IRU has welcomed the TRAN Committee’s criticism of the European Commission’s proposal to extend the ETS to road transport.
Whilst IRU considers that a well-structured ETS for road could support decarbonisation, we agree with TRAN’s analysis that the European Commission’s proposed text lacks vision and pragmatism. We also agree that the Commission’s impact assessment on ETS is too vague regarding the overall cost effect on the commercial road transport sector.
IRU has suggested crucial changes to EU legislators in order to enable the proposal to achieve its goals. Most notably these include the need for a gradual introduction of the ETS, aligned with technology and charging infrastructure developments; the avoidance of multiple taxation/charging for CO2 emissions; and the reinvestment of revenues earned from ETS for road back into the road transport sector.
Despite our industry’s constructive approach, the political debate has become hostile to the road transport sector. However, our sector is concerned about the real risk of an increased cost base. Transport operators will be penalised if the basic conditions needed to shift to alternative-fuelled vehicles are not in place: zero-emission vehicles are available and affordable in sufficient numbers, and a dense EU network of alternative fuels infrastructure is in place.
“There are over one million commercial road transport companies in the EU, 80% of which are SMEs,” says IRU’s EU Advocacy Director Raluca Marian. “They drive about 35 million commercial vehicles, seven million of which are heavy-duty vehicles.

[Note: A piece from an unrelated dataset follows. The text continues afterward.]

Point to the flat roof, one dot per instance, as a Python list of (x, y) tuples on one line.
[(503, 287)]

“Even based on the most optimistic forecasts from manufacturers, the production of zero-emission HDVs will not grow fast enough to justify the (almost) immediate enormous taxes and charges that would affect millions of commercial vehicles on the EU’s roads. And without any proceeds from the system being returned to help decarbonisation investments in the sector,” she added.

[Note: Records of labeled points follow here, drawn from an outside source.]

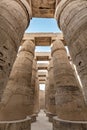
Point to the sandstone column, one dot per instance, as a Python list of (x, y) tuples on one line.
[(52, 91), (47, 95), (33, 94), (69, 99), (14, 19), (36, 101), (72, 20), (17, 100)]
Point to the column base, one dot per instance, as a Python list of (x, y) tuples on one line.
[(16, 125), (59, 124), (50, 116), (33, 118)]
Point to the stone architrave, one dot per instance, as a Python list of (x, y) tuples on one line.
[(72, 19), (17, 101), (14, 19)]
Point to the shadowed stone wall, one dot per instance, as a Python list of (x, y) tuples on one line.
[(16, 102), (14, 19), (69, 98), (72, 20)]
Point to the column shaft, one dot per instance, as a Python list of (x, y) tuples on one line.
[(72, 19), (69, 98), (17, 101), (14, 18)]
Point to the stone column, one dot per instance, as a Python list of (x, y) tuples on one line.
[(14, 19), (17, 101), (47, 95), (72, 20), (33, 94), (69, 99), (36, 101), (52, 91)]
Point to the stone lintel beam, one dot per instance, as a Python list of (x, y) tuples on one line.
[(42, 66), (42, 74), (42, 56), (42, 82), (43, 39)]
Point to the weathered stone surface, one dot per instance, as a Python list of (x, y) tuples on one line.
[(72, 17), (14, 18), (52, 90), (59, 124), (16, 125), (17, 101), (69, 98), (43, 8), (36, 101), (47, 95), (42, 99)]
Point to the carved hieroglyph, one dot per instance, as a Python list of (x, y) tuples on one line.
[(72, 20), (69, 98), (16, 100), (14, 19), (52, 90)]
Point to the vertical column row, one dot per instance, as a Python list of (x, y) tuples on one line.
[(69, 99), (72, 19), (14, 19), (16, 100)]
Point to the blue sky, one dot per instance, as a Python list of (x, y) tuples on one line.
[(43, 25)]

Given the disappointing direction of the political debate, IRU appreciates the TRAN Committee’s vote to delete the extension of the ETS to road transport. The ongoing surge in fuel prices has added a very heavy burden on road transport, and its users, which makes our sector more than ever adverse to “just another increase”.
IRU urges the European Parliament’s ENVI (Environment, Public Health and Food Safety) Committee, which is the leading committee on this matter, to follow TRAN’s pragmatic vote in its upcoming meeting on this file.